Gli appelli del padre e del nonno. L'acquisto di radioline e filo da pesca

(ANSA) - BOLOGNA, 08 MAG - L'ultima chiamata al padre, Yuri Groppi, è della sera del 20 aprile, per dire che stavano raggiungendo un camping a Gemona, dove in realtà non sono mai arrivati, né avevano prenotato. L'ultimo messaggio ad una compagna di classe della sorella maggiore è sempre di quel giorno, per informarsi su una verifica a scuola. Ma la risposta, il giorno dopo, è caduta nel vuoto, così come tutti i tentativi di contattare il nucleo familiare scomparso: Sonia Bottecchiari, 49 anni e i due figli, lei 16 e lui 14, partiti in macchina da Castell'Arquato (Piacenza) verso il Friuli per qualche giorno di vacanza, insieme a quattro cani, un maremmano e tre meticci. L'auto è stata trovata il 6 maggio a Tarcento (Udine), in un parcheggio. Non c'era nessuno e non c'erano neanche le tende che la famiglia si era portata dietro. Gli ultimi acquisti fatti dalla donna sono ricetrasmittenti, filo da pesca e sale per attirare bestie selvatiche. Sembra attrezzatura per sopravvivere in mezzo alla natura, lontani dalle comodità. Elementi che rinforzano la tesi secondo cui i tre - forse assieme ai quattro animali - potrebbero aver deciso di isolarsi, scegliendo il Friuli che avevano già visitato in passato.
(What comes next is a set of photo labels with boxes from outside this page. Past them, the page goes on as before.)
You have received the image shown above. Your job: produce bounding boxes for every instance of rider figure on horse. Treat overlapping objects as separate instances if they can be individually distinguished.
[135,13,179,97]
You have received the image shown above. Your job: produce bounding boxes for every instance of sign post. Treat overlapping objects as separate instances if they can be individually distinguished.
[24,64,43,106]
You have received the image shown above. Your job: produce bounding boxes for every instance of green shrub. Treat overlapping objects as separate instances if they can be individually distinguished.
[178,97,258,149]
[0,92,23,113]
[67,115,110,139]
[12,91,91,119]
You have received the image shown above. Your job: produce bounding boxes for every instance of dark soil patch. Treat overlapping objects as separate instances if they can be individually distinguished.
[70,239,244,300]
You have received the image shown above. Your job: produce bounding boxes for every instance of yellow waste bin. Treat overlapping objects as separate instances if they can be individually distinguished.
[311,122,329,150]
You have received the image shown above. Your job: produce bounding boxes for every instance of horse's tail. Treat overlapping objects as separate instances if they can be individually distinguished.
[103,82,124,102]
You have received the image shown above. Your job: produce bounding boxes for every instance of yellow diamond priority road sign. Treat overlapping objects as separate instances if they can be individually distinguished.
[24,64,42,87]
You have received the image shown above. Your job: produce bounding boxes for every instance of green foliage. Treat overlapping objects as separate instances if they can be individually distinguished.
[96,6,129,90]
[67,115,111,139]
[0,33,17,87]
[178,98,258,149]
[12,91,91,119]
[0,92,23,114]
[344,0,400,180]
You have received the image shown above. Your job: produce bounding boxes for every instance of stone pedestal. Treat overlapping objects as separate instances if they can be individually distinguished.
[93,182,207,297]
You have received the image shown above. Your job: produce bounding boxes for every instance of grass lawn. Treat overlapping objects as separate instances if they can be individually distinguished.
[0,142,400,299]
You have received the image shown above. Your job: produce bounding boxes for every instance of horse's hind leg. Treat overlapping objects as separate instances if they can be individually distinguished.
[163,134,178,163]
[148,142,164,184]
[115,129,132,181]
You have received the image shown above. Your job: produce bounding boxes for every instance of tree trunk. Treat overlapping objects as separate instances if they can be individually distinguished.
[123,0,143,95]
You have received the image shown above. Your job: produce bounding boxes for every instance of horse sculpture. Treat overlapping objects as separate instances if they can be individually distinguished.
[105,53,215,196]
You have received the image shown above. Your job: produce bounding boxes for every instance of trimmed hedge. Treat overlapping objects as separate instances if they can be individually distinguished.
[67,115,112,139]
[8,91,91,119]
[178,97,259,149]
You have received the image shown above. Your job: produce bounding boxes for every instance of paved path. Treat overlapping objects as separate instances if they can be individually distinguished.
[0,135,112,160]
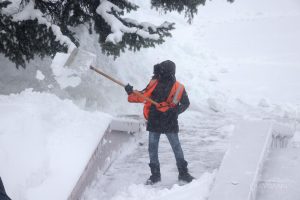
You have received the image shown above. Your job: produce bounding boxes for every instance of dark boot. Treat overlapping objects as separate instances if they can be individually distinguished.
[146,163,161,185]
[177,161,195,183]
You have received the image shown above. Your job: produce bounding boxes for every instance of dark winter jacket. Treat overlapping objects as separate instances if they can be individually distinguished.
[147,80,190,133]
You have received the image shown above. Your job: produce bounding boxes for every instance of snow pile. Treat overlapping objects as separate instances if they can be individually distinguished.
[111,173,215,200]
[8,1,76,52]
[0,89,111,200]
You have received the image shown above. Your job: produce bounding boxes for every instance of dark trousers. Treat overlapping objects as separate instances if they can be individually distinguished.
[0,177,11,200]
[148,132,186,166]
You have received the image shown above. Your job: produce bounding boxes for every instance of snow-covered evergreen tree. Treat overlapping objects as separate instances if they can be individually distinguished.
[0,0,232,67]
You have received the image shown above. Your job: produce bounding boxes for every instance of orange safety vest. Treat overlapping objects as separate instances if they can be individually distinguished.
[128,79,184,119]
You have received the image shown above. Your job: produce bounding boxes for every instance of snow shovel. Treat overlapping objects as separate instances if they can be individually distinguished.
[64,48,158,106]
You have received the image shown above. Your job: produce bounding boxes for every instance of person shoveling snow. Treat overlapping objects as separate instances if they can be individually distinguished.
[125,60,194,185]
[51,49,194,184]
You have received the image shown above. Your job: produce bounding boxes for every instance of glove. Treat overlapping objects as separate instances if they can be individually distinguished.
[125,84,133,95]
[156,102,170,112]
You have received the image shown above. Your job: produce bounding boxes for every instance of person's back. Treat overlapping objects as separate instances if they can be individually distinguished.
[125,60,194,184]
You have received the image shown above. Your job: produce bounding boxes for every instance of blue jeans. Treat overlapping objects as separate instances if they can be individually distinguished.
[148,132,186,166]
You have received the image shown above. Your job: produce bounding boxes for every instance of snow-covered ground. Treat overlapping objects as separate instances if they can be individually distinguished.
[0,0,300,200]
[0,89,111,200]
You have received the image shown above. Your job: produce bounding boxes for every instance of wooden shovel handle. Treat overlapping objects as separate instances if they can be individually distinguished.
[90,66,158,106]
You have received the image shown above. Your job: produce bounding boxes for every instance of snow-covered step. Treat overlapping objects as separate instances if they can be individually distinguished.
[256,143,300,200]
[68,118,144,200]
[209,121,272,200]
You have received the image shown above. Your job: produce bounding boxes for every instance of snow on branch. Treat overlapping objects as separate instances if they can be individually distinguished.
[12,1,76,52]
[96,0,172,44]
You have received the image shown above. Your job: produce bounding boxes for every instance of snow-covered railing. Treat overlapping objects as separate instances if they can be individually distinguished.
[209,120,294,200]
[68,118,144,200]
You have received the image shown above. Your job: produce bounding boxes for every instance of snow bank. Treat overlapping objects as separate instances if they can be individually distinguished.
[0,89,111,200]
[111,173,215,200]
Esiste la possibilità che la donna possa aver usufruito dell'assistenza di qualcuno, dopo aver lasciato l'auto nel parcheggio. Anche il padre dei ragazzi - che segue le ricerche dal campo base allestito dai vigili del fuoco e dagli altri soccorritori - ha lasciato intendere che lo scorso anno, durante una vacanza in zona per fare arrampicate, i figli e l'ex moglie avessero conosciuto qualcuno che li aveva introdotti a uno stile di vita avventuroso. "Non so cosa è successo, ma se avete fatto una cosa fuori dalla vostra portata, non avete fatto la cosa giusta, le cose si mettono a posto, non succede niente di grave. L'importante è che vi facciate sentire, per tranquillizzare non solo me, ma tutta la gente attorno", ha detto Groppi in un nuovo appello attraverso i media. Dalla moglie è separato da oltre dieci anni e i figli trascorrono una settimana con un genitore e quella successiva con l'altro. "Vorrei che si facessero vivi, siamo tutti in apprensione per questa storia. L'importante è che vengano a casa sani e salvi", ha detto anche Riccardo Bottacchiari, padre di Sonia e nonno dei due ragazzi scomparsi. (ANSA).